Cuddy metió la mano en el barro que había debajo de sus pies y extrajo un trozo de madera. Era muy gruesa. También estaba muy podrida.

—Caímos en algo pasando a través de algo —dijo. Pasó la mano por la curva de la pared del túnel—. Y esta obra es excelente. Muy buena.

—¿Cómo salimos?

No había ninguna manera de volver a subir al sitio desde el cual habían caído. El techo del túnel era mucho más alto que Detritus.

—Caminando, creo —dijo Cuddy.

Husmeó el aire, que olía a cerrado. Los enanos tienen un excelente sentido de la dirección en el subsuelo.

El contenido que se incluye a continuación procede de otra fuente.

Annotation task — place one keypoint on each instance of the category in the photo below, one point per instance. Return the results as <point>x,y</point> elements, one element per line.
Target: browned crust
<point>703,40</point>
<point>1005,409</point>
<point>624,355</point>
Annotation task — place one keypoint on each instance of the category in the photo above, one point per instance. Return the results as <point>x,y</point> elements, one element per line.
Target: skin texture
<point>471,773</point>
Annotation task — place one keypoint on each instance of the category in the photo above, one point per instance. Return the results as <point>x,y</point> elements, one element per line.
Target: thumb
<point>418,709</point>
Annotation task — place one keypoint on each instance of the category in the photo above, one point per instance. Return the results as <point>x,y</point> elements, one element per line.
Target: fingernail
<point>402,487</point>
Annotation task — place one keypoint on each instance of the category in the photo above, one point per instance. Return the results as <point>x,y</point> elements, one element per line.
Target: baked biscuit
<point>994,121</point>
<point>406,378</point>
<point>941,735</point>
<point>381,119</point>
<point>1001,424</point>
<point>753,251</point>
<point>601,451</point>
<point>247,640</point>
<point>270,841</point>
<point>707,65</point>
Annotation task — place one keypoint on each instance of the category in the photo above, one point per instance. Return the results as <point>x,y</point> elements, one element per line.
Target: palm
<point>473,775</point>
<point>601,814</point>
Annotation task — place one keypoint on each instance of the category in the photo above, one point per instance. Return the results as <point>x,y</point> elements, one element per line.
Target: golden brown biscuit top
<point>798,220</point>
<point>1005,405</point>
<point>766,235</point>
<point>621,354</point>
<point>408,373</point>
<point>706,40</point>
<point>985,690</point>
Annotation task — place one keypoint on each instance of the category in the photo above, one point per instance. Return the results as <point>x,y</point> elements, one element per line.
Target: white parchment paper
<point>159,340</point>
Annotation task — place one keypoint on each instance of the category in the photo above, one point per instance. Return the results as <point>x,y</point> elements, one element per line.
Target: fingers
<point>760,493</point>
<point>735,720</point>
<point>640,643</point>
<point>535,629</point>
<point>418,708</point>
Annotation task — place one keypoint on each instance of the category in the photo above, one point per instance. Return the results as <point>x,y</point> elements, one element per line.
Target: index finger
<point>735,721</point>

—Por aquí —añadió, poniéndose en movimiento.

—¿Cuddy?

—¿Sí?

—Nadie dice nunca que hay túneles debajo de la ciudad. Nadie sabe de ellos.

—¿Y?

—Que no hay salida. Porque la salida también es la entrada, y si nadie sabe de los túneles, entonces no hay ninguna entrada.

—Pero tienen que llevar a alguna parte.

—De acuerdo.

El barro negro, más o menos seco, formaba un sendero en el fondo del túnel. Las paredes también estaban cubiertas de un fango mucho más húmedo, una indicación de que aquel túnel había estado lleno de agua en algún momento del pasado reciente. Aquí y allá enormes extensiones de hongos, iluminadas por la podredumbre, proyectaban una tenue claridad sobre la antigua obra.[21] Cuddy empezó a sentirse un poco más animado mientras andaba por la oscuridad. Los enanos siempre estaban más contentos bajo tierra.